Plus remarquables encore que cette fortune matérielle,
sont l'ampleur et la qualité de l'œuvre qu'il édifia au cours de 45 ans
de labeur incessant et dont nous allons évoquer les principaux chapitres.
(...)
Dans l'un des premiers numéros du Collectionneur
de timbres-poste, Arthur Maury présentait favorablement une suggestion de
M. Herpin, collectionneur sagace et, sans doute hellénisant, qui
proposait pour le goût des timbres-poste le vocable « philatélie ».
Adopté
assez rapidement à l'étranger, ce terme devait être longtemps discuté en
France, contre ceux de « timbrologie » et de « timbrophilie »
défendus respectivement et avec une égale ténacité par deux « ancêtres »
de la collection de timbres, Mahé et Dr. Legrand.
Arthur
Maury et son journal devaient aboutir à l'imposer définitivement et universellement.
(...)
Un des souvenirs les plus joyeux de la vie d'Arthur Maury se rapporte à un voyage qu'il fit au Mont-Blanc, environ 1900. Se trouvant dans un hôtel fréquenté par des étrangers de distinction, il s'amusa, au lieu de donner son véritable nom, à inscrire sur le livre des voyageurs : Yruam (anagramme de Maury), prince des Serbmit (anagramme de Timbres) et il colla en regard une vignette-réclame portant les mêmes inscriptions et qu'il avait fait imprimer, en couleurs variées, pour les besoins de son commerce. Cette supercherie un peu enfantine eut pour résultat qu'il fut le point de mire de plusieurs dîneurs et dîneuses et que le maître d'hôtel le combla de prévenances, « ce qui l'obligea à donner vingt sous de pourboire ».
(...)
Arthur Maury était assurément, dans le Paris
de la « belle époque » une personnalité marquante — et nos précédents
articles montrent bien quels titres il avait à l'être légitimement.
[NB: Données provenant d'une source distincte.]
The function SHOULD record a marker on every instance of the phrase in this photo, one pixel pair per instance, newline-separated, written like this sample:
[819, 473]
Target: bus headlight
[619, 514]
Sa célébrité dépassait largement nos frontières.
Citons cette anecdote :
Le prince russe Wladimir T... qui séjournait
à Paris, après avoir eu la fantaisie de visiter en personne — et presque
solennellement — la maison de la rue du Petit-Musc où Maury avait vu le jour,
s'était mis en tête, à la suite d'un caprice de sa fiancée, de vendre 15.000
francs sa collection de timbres : il la jeta au feu parce que Maury ne voulait
lui en donner que 13.500 ! (C'étaient des francs-or).
Nous avons déjà
dit qu'il fut reçu — et écouté — par les plus célèbres personnalités politiques
de son temps.
Il était légitimement fier des relations qu'il avait entretenues
avec Victor Hugo, avec l'ex-empereur du Brésil Dom Pedro, avec bien d'autres
célébrités encore.
Titulaire de plusieurs ordres étrangers, il avait
été fait Officier d'Académie dès 1888, et promu Officier de l'Instruction
publique en 1900.
Il n'avait pas encore obtenu, quand il mourut en 1907,
la Croix de la Légion d'Honneur : elle était, semble-t-il, largement méritée
par ce géant du commerce philatélique, par cet écrivain consciencieux et
érudit, qui a laissé entr'autres œuvres : L'Histoire du Timbre-poste
français, et Emblèmes et Drapeaux de la France.